Statistical analysis

All statistical comparisons were made using 2-tailed Mann-Whitney U tests using Prism version 9.2.0 (GraphPad Software, La Jolla, CA). All graphs were also created using Prism.

RESULTS

MAIT cells expand and persist in lungs and bronchoalveolar lavage fluid (BALF) following intranasal 5-A-RU treatment

To study the mucosal adjuvant capacity of the MAIT activating ligand, 5-OP-RU, we utilized an intranasal prime-boost vaccination model with live V. cholerae, previously shown by our group [17] and others [47] to induce mucosal and systemic V. cholerae-specific LPS and CT antibody responses in wildtype (WT) C57Bl/6 (B6) mice. B6 mice were inoculated on day 0 and day 28 with 1x106 CFU live V. cholerae O1 Inaba along with either toll-like receptor (TLR) 2/6 agonist, Pam2CSK4 (Pam2) alone, or in combination with 4 doses of 5-A-RU and MGO as outlined in Figure 1A. At day 35 (7 days post boost) mice were euthanized and we analyzed the frequency and activation of MAIT cells in lungs, BALF, mediastinal lymph nodes (MLN), and spleens by flow cytometry. We defined MAIT cells as live CD19- CD3+ CD44High TCRβ+ MR1-tetramer+ (Supplementary Figure 1A) and measured MAIT-cell activation based on expression of CD69. In line with previous reports, we found significantly higher MAIT cell frequency in the lungs of 5-A-RU treated mice (median=2.6%) compared to the PBS (V. cholerae only) (median=0.08%), and Pam2 (V. cholerae + Pam2) (median=0.15%) groups (Figure 1B and C). MAIT cell frequency was also higher in BALF (Figure 1D), while only moderately higher in the MLN and spleen (Figure 1E and F). Frequencies of non-MAIT CD8 and CD4 T cells were also higher in the lungs and BALF of 5-A-RU treated mice compared to the PBS group, though this is likely largely driven by TLR2/6 stimulation as the 5-A-RU group was not statistically different than the Pam2 group alone (Supplementary Figure 1B-E). Furthermore, despite higher MAIT-cell frequency in lungs and BALF, we found no differences in CD69 expression frequency in any tissue at the experiment endpoint (Figure 1G-J).

Figure 1.

MAIT cells expand and persist in lungs and bronchoalveolar lavage fluid (BALF) following intranasal 5-A-RU treatment. (A) Live intranasal MAIT ligand plus V. cholerae O1 Inaba vaccination model timeline. (B) Representative FACS plots and (C-F) frequency as a percentage of CD3+ cells of MAIT cells (TCRβ+MR1-Tetramer+) from (C) lung, (D) BALF, (E) MLN, and (F) spleen gated on Live CD3+ CD19- CD44+ cells. (G-J) Frequency of MAIT cells expressing CD69 in (G) lung, (H) BALF, (I) MLN, and (J) spleen. Data are represented as Median with IQR from 3 independent experiments. n=11-12 mice per group. *P< 0.05, **P > 0.01, ***P > 0.001, ***P > 0.0001 by 2-tailed Mann-Whitney U test.

Intranasal 5-A-RU has no effect on protein or polysaccharide-specific humoral responses

Given that our previous demonstration of the sufficiency of MAIT cells to promote V. cholerae-specific antibody responses, and the associations of MAIT cells with LPS-specific antibody responses following human V. cholerae O1 infection [10] and Shigella vaccination [11], we hypothesized that MAIT expansion in the mouse mucosa may lead to increased LPS antibody responses.
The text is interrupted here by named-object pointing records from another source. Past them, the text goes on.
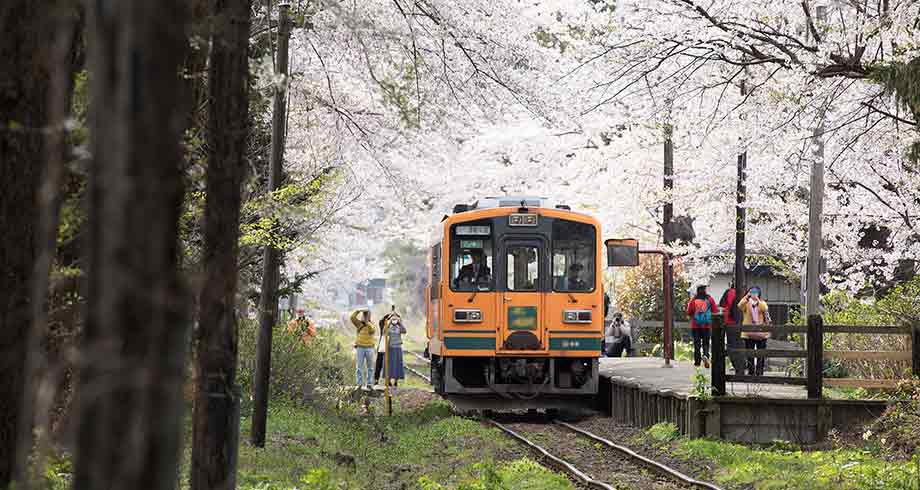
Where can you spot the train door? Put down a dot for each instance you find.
(521, 299)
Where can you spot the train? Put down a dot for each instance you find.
(515, 304)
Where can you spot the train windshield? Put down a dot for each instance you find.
(471, 257)
(574, 253)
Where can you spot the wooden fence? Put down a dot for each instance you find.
(814, 355)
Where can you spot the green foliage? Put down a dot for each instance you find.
(791, 468)
(663, 432)
(896, 429)
(317, 371)
(902, 80)
(309, 448)
(702, 388)
(522, 474)
(641, 295)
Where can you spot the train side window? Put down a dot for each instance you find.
(523, 268)
(574, 254)
(435, 271)
(471, 257)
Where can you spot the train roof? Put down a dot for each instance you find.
(510, 202)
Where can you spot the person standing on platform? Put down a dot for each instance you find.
(381, 348)
(394, 360)
(364, 347)
(732, 335)
(700, 310)
(756, 312)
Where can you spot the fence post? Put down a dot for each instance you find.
(915, 349)
(815, 364)
(718, 357)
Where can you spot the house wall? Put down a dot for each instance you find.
(775, 289)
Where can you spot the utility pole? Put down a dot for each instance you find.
(733, 335)
(815, 208)
(268, 301)
(668, 236)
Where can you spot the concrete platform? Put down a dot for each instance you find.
(639, 391)
(650, 373)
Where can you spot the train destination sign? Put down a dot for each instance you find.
(521, 219)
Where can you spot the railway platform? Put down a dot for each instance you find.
(640, 391)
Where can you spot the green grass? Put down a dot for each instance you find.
(427, 448)
(785, 467)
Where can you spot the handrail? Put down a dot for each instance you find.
(813, 354)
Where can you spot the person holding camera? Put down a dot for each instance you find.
(364, 348)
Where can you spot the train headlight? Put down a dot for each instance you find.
(468, 316)
(576, 316)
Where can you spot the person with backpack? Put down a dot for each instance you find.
(732, 335)
(700, 309)
(755, 312)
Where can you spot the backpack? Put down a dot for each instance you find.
(702, 314)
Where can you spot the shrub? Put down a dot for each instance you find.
(297, 369)
(641, 296)
(896, 429)
(663, 432)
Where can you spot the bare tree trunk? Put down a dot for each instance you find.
(134, 345)
(40, 392)
(216, 419)
(268, 301)
(24, 86)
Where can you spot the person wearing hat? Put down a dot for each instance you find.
(302, 326)
(755, 311)
(364, 347)
(473, 273)
(700, 309)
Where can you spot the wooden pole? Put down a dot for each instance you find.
(815, 211)
(718, 356)
(734, 335)
(915, 350)
(668, 235)
(268, 301)
(215, 418)
(815, 364)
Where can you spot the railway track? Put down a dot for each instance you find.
(668, 477)
(416, 371)
(598, 462)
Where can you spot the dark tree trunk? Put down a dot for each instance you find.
(216, 419)
(24, 85)
(134, 344)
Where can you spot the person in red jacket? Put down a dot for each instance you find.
(700, 309)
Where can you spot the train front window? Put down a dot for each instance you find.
(574, 253)
(471, 257)
(523, 268)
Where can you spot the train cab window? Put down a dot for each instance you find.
(574, 254)
(471, 258)
(523, 268)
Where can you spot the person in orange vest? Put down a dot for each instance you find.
(303, 326)
(700, 309)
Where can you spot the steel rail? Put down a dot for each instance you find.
(417, 373)
(421, 357)
(568, 467)
(660, 467)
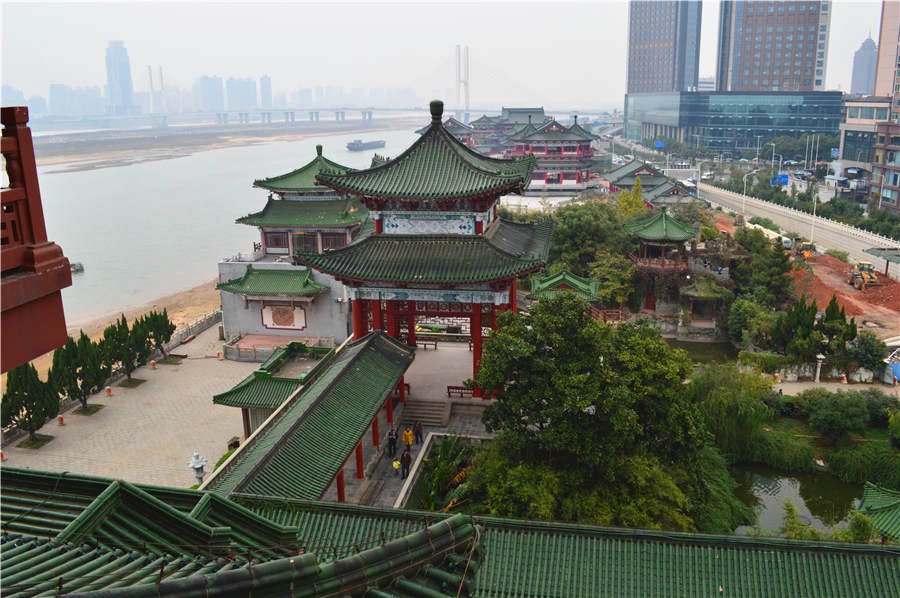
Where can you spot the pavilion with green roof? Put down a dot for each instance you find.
(281, 299)
(435, 246)
(564, 155)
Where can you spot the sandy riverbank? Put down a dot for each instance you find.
(183, 308)
(107, 150)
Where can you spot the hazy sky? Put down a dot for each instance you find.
(552, 54)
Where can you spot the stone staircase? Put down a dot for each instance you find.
(432, 413)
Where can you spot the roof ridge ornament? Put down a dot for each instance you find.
(437, 111)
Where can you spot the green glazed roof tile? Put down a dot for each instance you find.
(659, 226)
(507, 249)
(265, 281)
(304, 178)
(883, 507)
(549, 285)
(299, 454)
(259, 390)
(307, 214)
(436, 166)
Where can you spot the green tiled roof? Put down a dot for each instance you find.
(301, 451)
(120, 515)
(507, 249)
(627, 170)
(435, 166)
(553, 131)
(304, 178)
(883, 507)
(659, 226)
(451, 124)
(535, 559)
(265, 281)
(259, 390)
(125, 540)
(309, 214)
(550, 285)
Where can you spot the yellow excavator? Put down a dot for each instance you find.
(862, 275)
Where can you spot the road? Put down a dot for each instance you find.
(826, 235)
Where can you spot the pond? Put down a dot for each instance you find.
(706, 352)
(821, 499)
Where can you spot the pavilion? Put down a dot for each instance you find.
(434, 245)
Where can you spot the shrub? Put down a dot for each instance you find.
(804, 401)
(766, 362)
(841, 255)
(838, 415)
(880, 406)
(873, 461)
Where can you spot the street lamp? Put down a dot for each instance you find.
(196, 463)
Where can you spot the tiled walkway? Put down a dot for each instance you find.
(147, 434)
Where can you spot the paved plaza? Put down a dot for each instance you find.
(147, 434)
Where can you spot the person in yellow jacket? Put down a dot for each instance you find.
(408, 437)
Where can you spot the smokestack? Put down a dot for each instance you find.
(162, 92)
(152, 93)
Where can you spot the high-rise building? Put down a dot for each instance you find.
(663, 45)
(864, 61)
(241, 93)
(888, 38)
(209, 95)
(265, 91)
(118, 79)
(773, 45)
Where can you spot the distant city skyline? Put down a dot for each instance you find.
(411, 48)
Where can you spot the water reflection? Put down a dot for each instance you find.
(821, 499)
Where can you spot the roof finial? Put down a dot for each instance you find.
(437, 110)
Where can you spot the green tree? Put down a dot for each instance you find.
(616, 275)
(160, 329)
(868, 351)
(581, 231)
(64, 371)
(733, 405)
(838, 415)
(631, 202)
(28, 401)
(571, 386)
(92, 374)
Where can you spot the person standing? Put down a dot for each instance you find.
(418, 431)
(408, 438)
(392, 442)
(405, 462)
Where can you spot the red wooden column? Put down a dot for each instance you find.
(375, 431)
(360, 474)
(245, 416)
(392, 325)
(475, 331)
(411, 324)
(377, 321)
(359, 318)
(341, 497)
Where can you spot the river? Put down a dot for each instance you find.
(821, 499)
(151, 229)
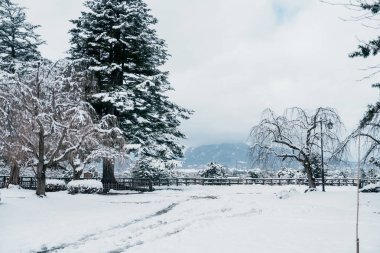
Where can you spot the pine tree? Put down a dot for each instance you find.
(116, 38)
(18, 40)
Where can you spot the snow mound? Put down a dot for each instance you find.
(14, 186)
(284, 194)
(84, 186)
(371, 188)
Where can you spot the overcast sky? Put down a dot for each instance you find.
(231, 59)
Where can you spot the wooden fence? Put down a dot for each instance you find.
(148, 185)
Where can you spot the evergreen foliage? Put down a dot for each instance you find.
(122, 49)
(18, 40)
(214, 170)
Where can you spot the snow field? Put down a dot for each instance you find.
(265, 219)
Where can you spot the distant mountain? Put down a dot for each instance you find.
(227, 154)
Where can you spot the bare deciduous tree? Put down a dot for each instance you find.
(296, 135)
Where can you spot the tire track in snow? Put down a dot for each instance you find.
(93, 236)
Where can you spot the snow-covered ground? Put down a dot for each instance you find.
(230, 219)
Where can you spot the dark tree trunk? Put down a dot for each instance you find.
(15, 174)
(108, 174)
(41, 167)
(309, 173)
(41, 180)
(77, 174)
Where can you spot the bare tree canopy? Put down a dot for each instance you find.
(296, 135)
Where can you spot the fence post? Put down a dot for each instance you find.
(150, 185)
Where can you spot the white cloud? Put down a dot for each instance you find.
(232, 59)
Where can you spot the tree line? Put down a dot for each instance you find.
(107, 100)
(305, 136)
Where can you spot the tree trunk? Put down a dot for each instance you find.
(309, 173)
(41, 167)
(15, 174)
(76, 174)
(41, 180)
(108, 174)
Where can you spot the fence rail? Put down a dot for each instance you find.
(148, 185)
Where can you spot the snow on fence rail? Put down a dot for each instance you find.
(148, 185)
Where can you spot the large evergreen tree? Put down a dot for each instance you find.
(18, 40)
(117, 39)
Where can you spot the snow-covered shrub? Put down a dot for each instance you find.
(371, 188)
(55, 185)
(256, 173)
(84, 186)
(150, 168)
(338, 174)
(287, 173)
(214, 170)
(14, 186)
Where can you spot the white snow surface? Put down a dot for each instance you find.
(220, 219)
(92, 183)
(55, 182)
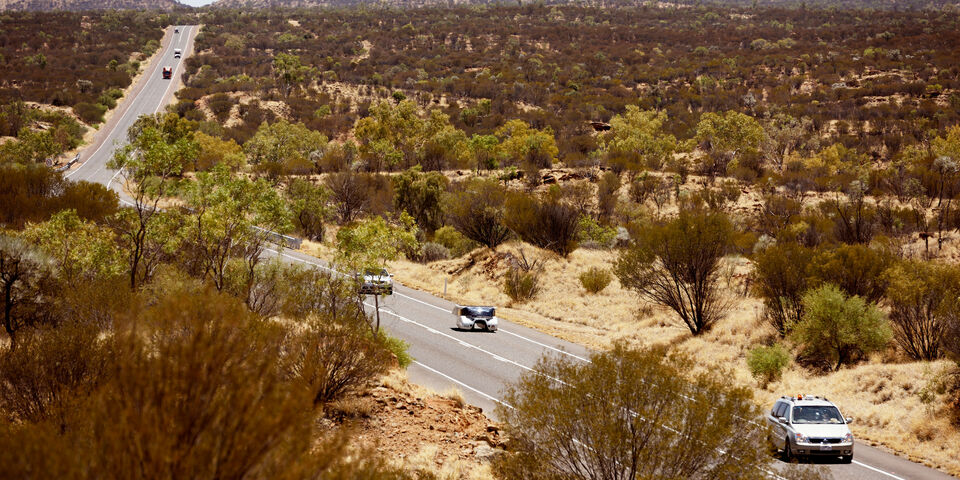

To this end, we collected weekly serum samples and BALF at endpoint and measured IgG, IgA, and IgM antibody responses against CT (protein antigen), V. cholerae LPS O-specific polysac-charide (OSP) (polysaccharide antigen), and total V. cholerae lysate (Figure 2 and Supplementary Figure 2). CT and OSP are the immunodominant antigens following V. cholerae O1 infection [21], and OSP responses are associated with protection against subsequent V. cholerae O1 infection [50, 51]. In concurrence with our previous work [17], the PBS-adjuvanted group (receiving only V. cholerae) induced robust serum CT-IgG, CT-IgA, and OSP-IgG responses, although variable OSP-IgA responses (Figure 2A-D). In addition to systemic antibody responses, we also recorded strong mucosal BALF CT and OSP antibody responses (Figure 2E-H). We did not find any significant differences between either the Pam2 or the 5-A-RU group, compared to the PBS group, in any systemic or mucosal CT- or OSP-specific antibody responses at any days. We found non-significantly higher BALF OSP-IgG (P=0.212) and IgA (P=0.200) in the 5-A-RU groups (Figure 2G and H). Additionally, no statistically significant differences were found in any systemic or mucosal CT-IgM, OSP-IgM or V. cholerae-lysate-specific antibody responses as determined by ELISA (Supplementary Figure 2).

Figure 2.

Intranasal 5-A-RU has no effect on protein or polysaccharide-specific antibody responses when administered with a live Serum day 35 endpoint (left) and time-course (right) (A) CT-IgG, (B) CT-IgA, (C) OSP-IgG, and (D) OSP-IgA ELISAs. (E-H) BAL fluid day 35 endpoint (E) CT-IgG, (F) CT-IgA, (G) OSP-IgG, and (H) OSP-IgA ELISAs. Data are represented as ELISA units measured kinetically and normalized to positive control pooled serum from WT B6 mice intranasally vaccinated with live V. cholerae. Data are represented as Median with IQR from 3 independent experiments. n=11-12 mice per group. *P < 0.05, **P > 0.01, ***P > 0.001, ***P > 0.0001 by 2-tailed Mann-Whitney U test.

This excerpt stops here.